Por otra parte, el espacio de encuentro que hice para los trabajadores de la FBG también me gustó. Si hablamos de disfrutar, a mí el hecho de haber tenido la oportunidad de explicar la investigación que hacemos en el grupo al personal de la FBG me encantó.

¿Cómo ha cambiado la universidad durante estos años?

En lo que hemos ganado es con la lucha feminista. Aún queda mucho por hacer, pero se ha ganado muchísimo, porque no nos hemos dejado tomar el pelo. Hemos luchado mucho, y yo creo que lo hemos conseguido. Ahora aquí existe la misma discriminación que hay en todas partes, no es menor de la que pasa fuera, es igual. Estamos tan mal como en otros lugares, o tan bien como en otros. Pero no peor. Siguen mandando los hombres, pero hace treinta años en una facultad en la que la mayoría de estudiantes eran chicas, todos los profesores eran hombres, y ahora es al revés.

¿Le ha quedado algo en el cajón por hacer?

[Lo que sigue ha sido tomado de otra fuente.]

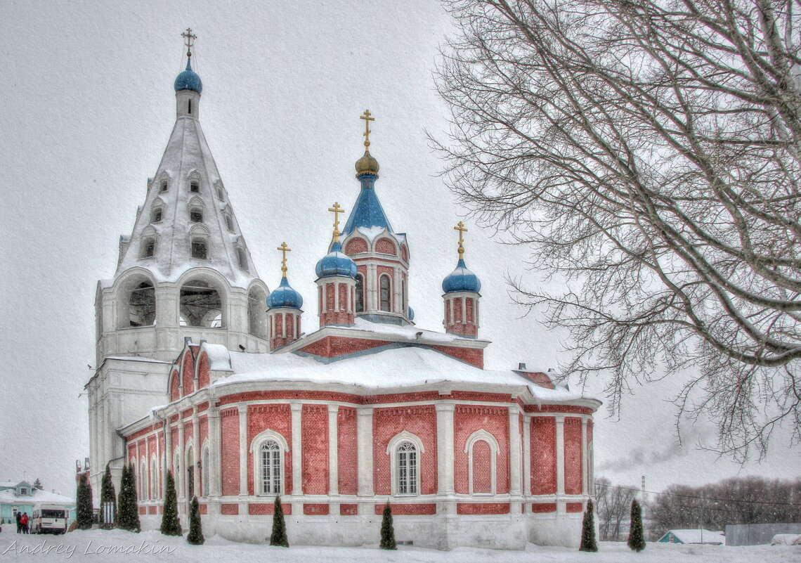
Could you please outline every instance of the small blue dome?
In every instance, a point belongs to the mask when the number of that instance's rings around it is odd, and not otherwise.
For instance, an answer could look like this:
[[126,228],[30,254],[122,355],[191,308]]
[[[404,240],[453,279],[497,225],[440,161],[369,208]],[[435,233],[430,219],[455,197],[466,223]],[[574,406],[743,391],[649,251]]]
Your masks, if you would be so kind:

Uno debe asumir que se hace mayor, y lo más importante de hacerse mayor es que la gente sepa que tiene que pasar a un segundo plano, porque la gente joven debe adquirir protagonismo. El éxito es que el investigador principal pase a un segundo plano no cuando se jubila, sino antes. Y eso nosotros lo hemos podido hacer muy bien, porque en nuestro equipo hay gente muy cualificada. Además, el hecho de ser emérita me da la posibilidad de seguir colaborando en muchos proyectos durante tres años. De todos modos, tengo ganas de hacer muchas otras cosas que no tienen nada que ver con la universidad. Me gusta el mar y navegar; tengo ganas de estar con mi familia y mis nietos y quiero escribir un libro de cuentos que se llamará Los cuentos de la abuela despistada, que serán historias reales.

 

Más sobre Mireia Freixa

Un personaje histórico

Una mujer, no me pregunte cuál. Para mí un personaje histórico sería revisar la historia con visión de mujer.

¿Qué le gustaría ver en el futuro?

Que la universidad volviera a ser como era hace quince años en cuanto a la investigación, y que se valorara más la docencia.

Un invento que le dé miedo

La inteligencia artificial. El único robot que me gusta es el que barre.

La FBG es…

…una herramienta para poner la investigación en contacto con la sociedad. Pienso que esto es una gran tarea. Siempre ha sido muy fácil trabajar con la FBG, y eso se agradece muchísimo.